Thank you again - I look forward to all of your posts!

1. Glad you're enjoying my blog! I realize that at 300+ posts that can be a slightly overwhelming task! If you need any help at any time, please let me know! I'll be glad to be of assistance.

2. Great idea! Thanks for sharing!

1. You're welcome! Thanks for reading my blog!

3. Hi Sarah,
I am preparing for my first year of teaching Algebra I and Geometry. I am thinking of going the route of 0/100 for grading the IAN. Just wondering what percentage of the total grade you suggest assigning the IAN (You said earlier, I think, that it was hard to pass your class without keeping up with the IAN). Something like 20%?? I was thinking of keeping a log of weekly notebook grades and walking by on Fridays and giving 0/100 for the week, hoping to avoid a pile up of problems at the end of the grading period and to give the student a push to keep up. I would appreciate your insight. Thanks.
Joanie

1. My first year, I made the notebook 25% of their grade. This year, I just did a total points grading scheme. Notebooks were worth the same as a test grade (100 points). I try to grade notebooks at the end of each unit, but I kinda like your weekly grading idea. It would encourage students to keep their notebooks up to date ALL the time instead of putting it off until the very end of the chapter!
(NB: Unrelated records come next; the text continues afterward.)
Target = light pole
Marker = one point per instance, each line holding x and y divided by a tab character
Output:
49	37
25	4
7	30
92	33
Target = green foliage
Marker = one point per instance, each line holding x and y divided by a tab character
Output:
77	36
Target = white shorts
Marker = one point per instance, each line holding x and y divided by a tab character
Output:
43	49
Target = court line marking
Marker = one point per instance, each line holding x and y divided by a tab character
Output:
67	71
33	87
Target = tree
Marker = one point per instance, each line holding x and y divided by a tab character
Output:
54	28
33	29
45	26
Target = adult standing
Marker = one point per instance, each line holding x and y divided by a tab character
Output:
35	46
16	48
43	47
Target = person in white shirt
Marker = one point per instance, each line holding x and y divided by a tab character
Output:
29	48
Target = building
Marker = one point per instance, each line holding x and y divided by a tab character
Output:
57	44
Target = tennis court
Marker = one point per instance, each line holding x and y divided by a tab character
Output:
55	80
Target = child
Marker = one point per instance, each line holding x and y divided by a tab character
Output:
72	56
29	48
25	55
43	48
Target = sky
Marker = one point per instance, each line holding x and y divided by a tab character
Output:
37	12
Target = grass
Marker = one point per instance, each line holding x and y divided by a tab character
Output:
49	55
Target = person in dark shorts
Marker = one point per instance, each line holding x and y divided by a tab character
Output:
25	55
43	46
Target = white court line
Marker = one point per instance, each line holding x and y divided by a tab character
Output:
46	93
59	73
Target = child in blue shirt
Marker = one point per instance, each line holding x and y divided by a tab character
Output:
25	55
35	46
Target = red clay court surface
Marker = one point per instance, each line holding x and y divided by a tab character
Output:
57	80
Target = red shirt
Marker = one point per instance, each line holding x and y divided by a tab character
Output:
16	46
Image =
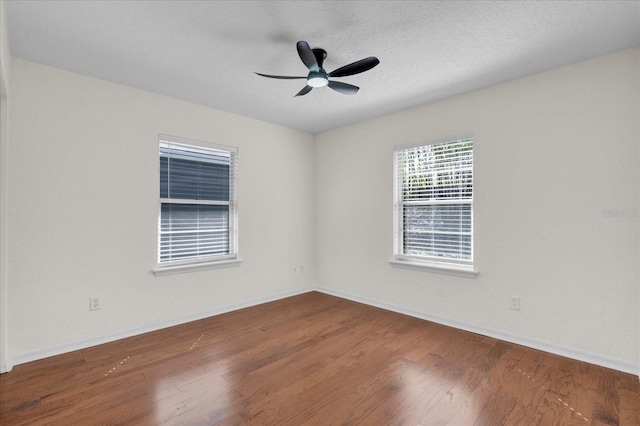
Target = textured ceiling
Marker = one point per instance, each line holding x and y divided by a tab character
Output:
207	51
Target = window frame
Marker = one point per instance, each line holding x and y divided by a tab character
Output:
446	265
208	261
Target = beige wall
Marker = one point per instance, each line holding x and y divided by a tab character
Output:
551	152
83	208
5	63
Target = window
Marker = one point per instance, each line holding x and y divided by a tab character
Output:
198	214
433	213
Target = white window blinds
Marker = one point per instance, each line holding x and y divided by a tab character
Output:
198	219
434	202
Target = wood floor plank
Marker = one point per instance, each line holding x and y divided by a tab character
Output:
315	359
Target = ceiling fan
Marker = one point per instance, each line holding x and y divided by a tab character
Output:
318	77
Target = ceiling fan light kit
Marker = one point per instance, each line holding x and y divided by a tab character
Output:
313	59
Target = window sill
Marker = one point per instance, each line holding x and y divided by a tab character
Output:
193	267
440	268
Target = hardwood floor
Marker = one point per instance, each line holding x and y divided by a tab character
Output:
315	359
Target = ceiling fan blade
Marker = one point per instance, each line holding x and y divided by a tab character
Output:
304	91
344	88
307	56
355	68
284	77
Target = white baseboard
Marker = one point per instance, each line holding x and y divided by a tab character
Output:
83	344
543	346
531	343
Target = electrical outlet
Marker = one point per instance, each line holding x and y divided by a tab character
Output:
515	303
94	303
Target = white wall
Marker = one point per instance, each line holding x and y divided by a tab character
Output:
83	209
551	152
5	62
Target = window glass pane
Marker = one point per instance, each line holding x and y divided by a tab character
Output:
193	230
196	175
438	230
434	196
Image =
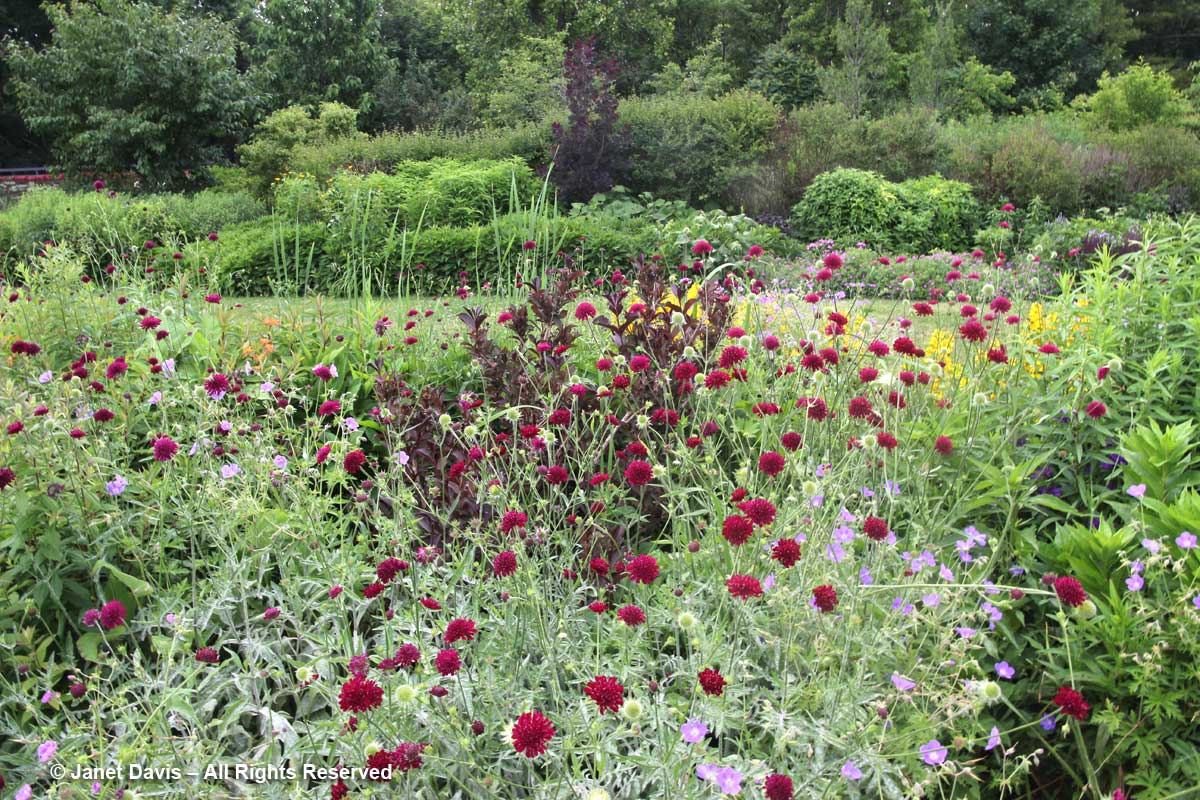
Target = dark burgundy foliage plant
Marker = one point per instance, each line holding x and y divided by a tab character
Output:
588	154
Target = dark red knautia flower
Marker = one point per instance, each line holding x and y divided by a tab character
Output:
642	569
778	787
786	552
826	597
639	473
448	661
712	681
631	615
165	449
744	587
208	655
112	614
1072	703
460	629
607	693
737	530
875	528
1069	590
504	564
532	733
360	695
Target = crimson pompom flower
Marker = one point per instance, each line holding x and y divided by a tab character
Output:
712	681
875	528
448	661
744	587
513	519
639	473
165	449
772	463
1069	590
460	629
607	693
504	564
216	385
631	615
786	552
859	407
737	530
353	461
532	733
715	379
1072	703
778	787
973	330
389	569
642	569
407	655
760	511
360	695
731	356
208	655
112	614
826	597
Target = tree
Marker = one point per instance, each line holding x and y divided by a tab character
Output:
316	50
865	53
588	151
126	85
1051	47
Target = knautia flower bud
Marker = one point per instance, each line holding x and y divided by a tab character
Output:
631	710
989	691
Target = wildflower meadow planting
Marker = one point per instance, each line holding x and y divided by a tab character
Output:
471	400
676	529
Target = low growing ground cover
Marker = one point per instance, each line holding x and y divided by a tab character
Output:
651	531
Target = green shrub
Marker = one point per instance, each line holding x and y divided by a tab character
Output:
529	142
936	214
1138	96
849	205
31	221
269	152
694	148
211	210
269	256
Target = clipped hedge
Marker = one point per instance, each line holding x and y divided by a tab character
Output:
264	257
857	205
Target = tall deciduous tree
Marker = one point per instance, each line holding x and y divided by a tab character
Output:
864	53
316	50
126	85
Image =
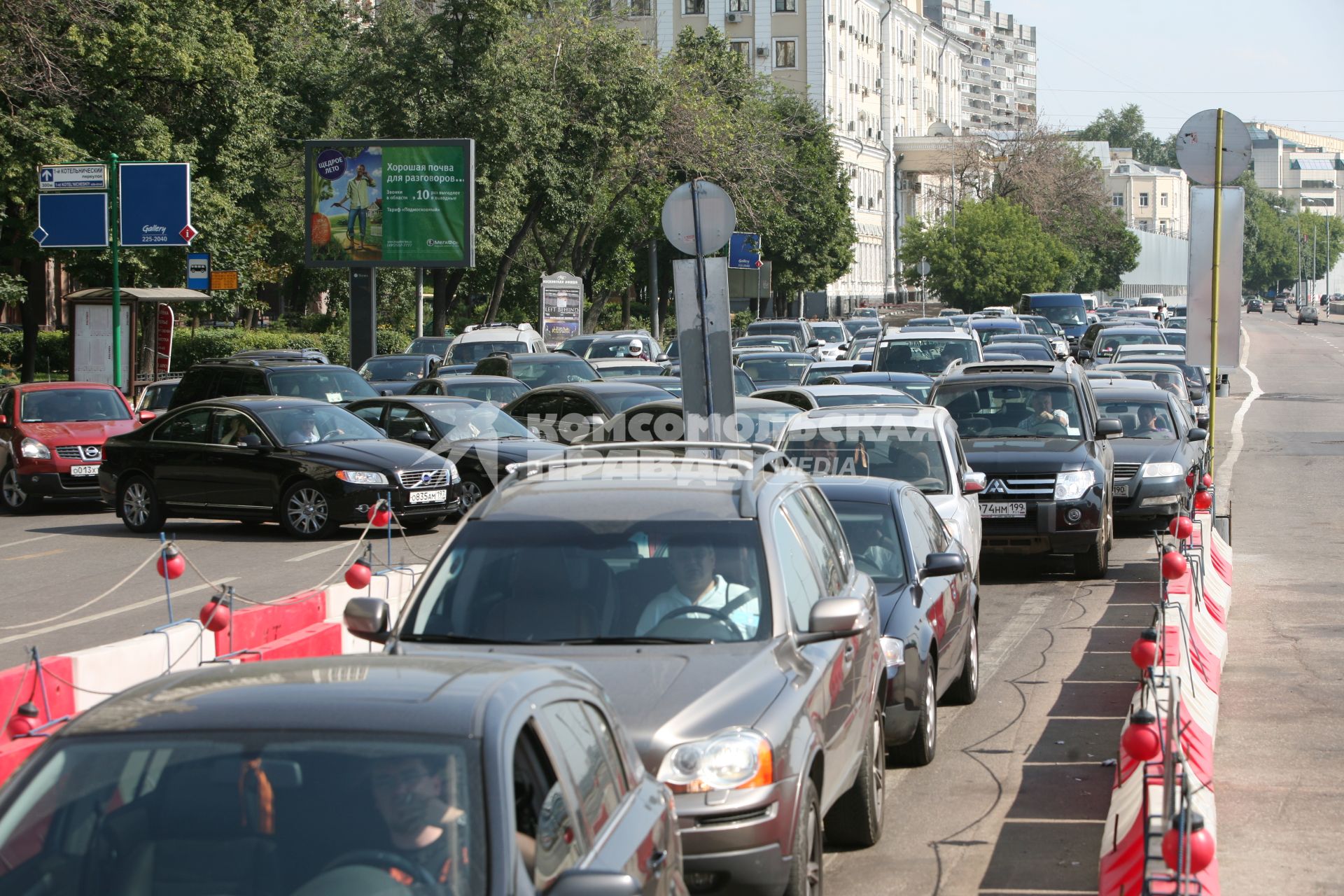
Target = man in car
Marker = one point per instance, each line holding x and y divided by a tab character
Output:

4. Thank you as always for your posts. Would love to read an update on how the popsicle sticks are going. We have been working on different participation structures in our class and are thinking of something like popsicle sticks. At the same time we don't want students to feel anxious/unsafe about being put on the spot. Any ideas on how you've gotten beyond that in your own classroom?

1. I use the popsicle sticks more with certain class periods than others. I find them more useful with my bigger classes than with my small classes.